おらしょ こころ旅

Vol.427

秋空を見上げるとき

2022年10月10日 公開

1010日は「スポーツの日」。

この日は1966年から1999年まで「体育の日」として親しまれていましたが、法律の改正によって2020年から「スポーツの日」と名称が変更になりました。

振り返ってみればこの日は晴れの日が多く、あちこちで運動会が行われていました。私が通っていた小学校の運動会もたしかこの時期だったと思います。

足が速いわけでもなく、クラス対抗リレーの選手に選ばれているわけでもないのになぜか興奮して寝付けなかった運動会の前日。

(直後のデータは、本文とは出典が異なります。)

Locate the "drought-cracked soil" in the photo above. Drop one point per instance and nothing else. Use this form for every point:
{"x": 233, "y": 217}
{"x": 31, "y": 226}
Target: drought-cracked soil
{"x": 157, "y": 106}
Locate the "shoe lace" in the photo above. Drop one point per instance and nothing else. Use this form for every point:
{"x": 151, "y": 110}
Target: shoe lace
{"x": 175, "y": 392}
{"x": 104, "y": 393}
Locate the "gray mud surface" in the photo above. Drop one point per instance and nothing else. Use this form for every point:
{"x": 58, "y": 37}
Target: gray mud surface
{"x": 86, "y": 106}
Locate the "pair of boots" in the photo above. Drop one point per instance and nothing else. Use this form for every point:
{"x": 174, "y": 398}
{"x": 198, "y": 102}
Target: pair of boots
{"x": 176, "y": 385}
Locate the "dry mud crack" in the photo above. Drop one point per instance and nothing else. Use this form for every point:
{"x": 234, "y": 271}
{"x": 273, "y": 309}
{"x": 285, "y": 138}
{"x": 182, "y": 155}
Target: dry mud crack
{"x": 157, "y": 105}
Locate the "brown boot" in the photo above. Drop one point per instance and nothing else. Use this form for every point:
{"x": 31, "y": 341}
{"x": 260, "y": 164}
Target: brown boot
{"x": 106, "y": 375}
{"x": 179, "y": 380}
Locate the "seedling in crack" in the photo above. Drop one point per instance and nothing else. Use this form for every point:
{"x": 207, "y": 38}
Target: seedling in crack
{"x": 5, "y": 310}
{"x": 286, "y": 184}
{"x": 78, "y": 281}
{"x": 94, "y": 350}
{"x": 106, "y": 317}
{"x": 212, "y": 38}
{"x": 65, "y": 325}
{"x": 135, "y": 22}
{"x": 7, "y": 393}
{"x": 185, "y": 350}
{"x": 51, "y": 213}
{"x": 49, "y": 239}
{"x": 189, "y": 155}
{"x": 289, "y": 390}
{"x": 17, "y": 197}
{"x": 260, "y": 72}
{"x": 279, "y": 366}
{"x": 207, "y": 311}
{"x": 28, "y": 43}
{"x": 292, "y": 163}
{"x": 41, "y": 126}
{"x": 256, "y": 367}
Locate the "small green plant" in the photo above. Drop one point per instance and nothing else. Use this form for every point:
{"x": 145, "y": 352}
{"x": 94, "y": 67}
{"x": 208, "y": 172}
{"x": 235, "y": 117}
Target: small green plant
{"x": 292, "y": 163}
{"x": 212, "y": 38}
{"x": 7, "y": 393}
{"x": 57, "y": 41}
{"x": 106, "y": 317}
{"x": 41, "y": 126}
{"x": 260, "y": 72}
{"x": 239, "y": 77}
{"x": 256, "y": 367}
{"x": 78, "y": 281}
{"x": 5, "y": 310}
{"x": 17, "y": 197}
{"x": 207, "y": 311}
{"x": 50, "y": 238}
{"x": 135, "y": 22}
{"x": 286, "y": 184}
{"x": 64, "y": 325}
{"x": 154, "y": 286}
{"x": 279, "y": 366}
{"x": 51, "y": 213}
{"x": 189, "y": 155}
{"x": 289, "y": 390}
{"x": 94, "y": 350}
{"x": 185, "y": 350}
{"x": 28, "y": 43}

新調してもらったはだし足袋(たび)、色鮮やかな入場門、運動場に引かれた白線、青空に舞う万国旗、スタートの号砲・・・。そんな映像が歓声に包まれた運動場の風景とともに脳裏に浮かんできます。

全校生徒が、父兄が、近所の人々が一緒になって熱狂し、季節を謳歌している。そんな瞬間がとても好きでした。

以前、このコラムでも紹介しましたが、小学校の校区にはカトリック信者の家が多く、学校のそばにはキリシタン墓碑が立ち並ぶ経の峰(きょうのみね)共同墓地がありました。

その後、引っ越して通い始めた中学校の近くにも赤城墓地や秘密教会跡、通学路の途中には帳方屋敷跡の如己堂(にょこどう)があり、自宅のそばには殉教者のお墓もありました。

当時、何気なく通っていた場所が歴史的に価値のあるものだと知ったのは、世界遺産登録への取り組みが始まってからのことでしたが、それ以来、そんな場所に一人でふらりと出かけることも多くなりました。

徒競走で胸の高鳴りを感じながらスタートラインに立っていた少年時代と、それから数十年たった今がつながっている・・・。

澄み切った秋空を見上げるとき、そんな不思議な感覚をおぼえるのでした。